There were only two and half years (not the normal seven or more of an Olympic Games) from conception to the birth of these Youth Games, followed by 12 days of tension, excitement, scrutiny, and competition before the new baby could be declared 'safe, well, and thriving'.
That can surely be done now.
Some may have initially doubted the successful staging of YOG and the Herculean task of delivering a new global sporting event in a world still recovering from a massive recession. Others suggested the international sports calendar would have trouble sustaining another event.
But this was an event that centred on young people, and young people have a proven habit of turning convention and negative thinking on its head... and so it was with YOG...
Innovation in sport
YOG proved to be an incubator for innovation in sport: 3-on-3 half-court basketball was the hot new sport to emerge and could make a debut at future Olympic Games. It would follow in the footsteps of BMX, Mountain Bike and Snow Board and Ski-Cross as senior Olympic Games sports that have captured the imagination and interest of young athletes and people.
The power to inspire
YOG also proved it had inherited one of the defining characteristics of the Olympic movement and the senior Olympic Games: the power to inspire. Those who witnessed American and Cuban athletes teaming together for the first time in decades in YOG’s innovative combined nation events will attest to that fact.
Haiti saw YOG as important enough to send a team to participate in Singapore, despite the devastation and heartbreak suffered by the nation through the horrendous earthquake, and won silver medal in the boys’ football despite such overwhelming odds.

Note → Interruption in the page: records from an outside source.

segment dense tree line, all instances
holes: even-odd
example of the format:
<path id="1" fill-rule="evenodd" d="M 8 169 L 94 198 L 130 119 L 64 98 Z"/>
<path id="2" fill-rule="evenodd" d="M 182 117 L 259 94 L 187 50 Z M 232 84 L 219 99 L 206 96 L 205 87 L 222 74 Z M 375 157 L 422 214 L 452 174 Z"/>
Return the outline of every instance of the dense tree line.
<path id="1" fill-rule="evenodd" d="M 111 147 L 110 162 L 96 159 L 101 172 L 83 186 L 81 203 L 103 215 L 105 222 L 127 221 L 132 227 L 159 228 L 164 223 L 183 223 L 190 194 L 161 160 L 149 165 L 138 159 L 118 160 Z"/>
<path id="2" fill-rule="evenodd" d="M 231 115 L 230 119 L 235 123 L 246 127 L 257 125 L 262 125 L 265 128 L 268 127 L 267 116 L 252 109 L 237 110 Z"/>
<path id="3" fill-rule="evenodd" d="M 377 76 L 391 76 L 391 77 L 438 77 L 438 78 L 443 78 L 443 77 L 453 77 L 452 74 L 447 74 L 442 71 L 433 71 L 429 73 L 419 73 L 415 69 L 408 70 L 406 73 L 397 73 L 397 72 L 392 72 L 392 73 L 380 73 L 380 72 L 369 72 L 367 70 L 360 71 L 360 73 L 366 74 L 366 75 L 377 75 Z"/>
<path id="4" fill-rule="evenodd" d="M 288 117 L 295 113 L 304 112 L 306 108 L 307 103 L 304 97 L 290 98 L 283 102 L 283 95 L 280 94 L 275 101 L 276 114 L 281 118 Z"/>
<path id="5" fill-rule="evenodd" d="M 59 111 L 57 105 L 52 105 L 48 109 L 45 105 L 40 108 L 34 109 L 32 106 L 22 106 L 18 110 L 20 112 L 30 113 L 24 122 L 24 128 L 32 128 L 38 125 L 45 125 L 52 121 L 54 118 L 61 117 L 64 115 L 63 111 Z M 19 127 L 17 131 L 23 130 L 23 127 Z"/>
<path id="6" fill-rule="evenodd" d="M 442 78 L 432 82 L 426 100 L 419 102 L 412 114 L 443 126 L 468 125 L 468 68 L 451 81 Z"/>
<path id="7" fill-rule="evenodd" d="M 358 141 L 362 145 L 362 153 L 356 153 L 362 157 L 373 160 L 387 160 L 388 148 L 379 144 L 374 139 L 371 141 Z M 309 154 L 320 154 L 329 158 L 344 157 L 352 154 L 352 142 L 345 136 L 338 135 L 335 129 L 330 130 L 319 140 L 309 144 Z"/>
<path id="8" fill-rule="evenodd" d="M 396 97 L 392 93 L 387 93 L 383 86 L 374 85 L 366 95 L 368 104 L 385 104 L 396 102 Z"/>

There were many other examples of nations and individuals doing and sharing inspiring acts and moments.
A truly successful Games
These Games have been a success at so many levels – from the smooth, professional and efficient operation of the city and its transport systems; to the quality of competition on display in the venues, which attracted spectators, media coverage and journalists from around the world. (These included the IOC’s Young Reporters, who grilled me during an interview session; I am delighted that two of these young reporters and photographers will be joining the Press Operations team in London for the 2012 Games.)
Compelling performances

And of course YOG produced some compelling sporting performances – from the brilliant young Chinese gymnast Tan Sixin who won four medals, to the young Jamaican sprinter Odane Skeene whose performances inevitably generated comparisons with his famous fellow countryman the unique Usain Bolt. Odane won gold in the 100 metres sprint and in the new ‘medley relay’ event, which combines runners over 100, 200, 300 and 400 metres, and was another popular new format at the Games.
Closer to home, strong performances from Charlie Grice in the 1500 metres and other Team GB athletes confirmed the world-class talent coming through the ranks, and how the London 2012 Olympic and Paralaympic Games has inspired a new generation of young athletes and re-energised sport in the UK.
You may well see some of the stars of the first YOG at London 2012. London will stage spectacular Games for young people - 21,000 schools and colleges in the UK are already involved in projects about the London 2012 Games and the Olympic and Paralympic Values, through our Get Set education programme.
Sport unites and inspires
I believe YOG will serve as a powerful reminder to the world of the importance of sport in bringing people together, helping to educate, inform and inspire change and cultural understanding; and the importance of the Olympic Movement's unique combination of sport, culture, education and environment, and its values.
YOG should also act as a timely reminder that in the world today millions of children do not have the opportunity to gain the health, education and social benefits of sport and physical activity - a goal to which we are committed at London 2012 through our International Inspiration programme.
I want to close by giving due credit and praise to the IOC, and in particular its President Jacques Rogge, and to Olympic Games Executive Director Gilbert Felli for their determination, against many odds, in pursuing the vision of a Youth Olympic Games, and bringing it to such a stunning fruition in Singapore. Jacques Rogge has shown in his Presidency his deep commitment to the youth of the world, and the first ever YOG will forever be testament to and proof of that commitment.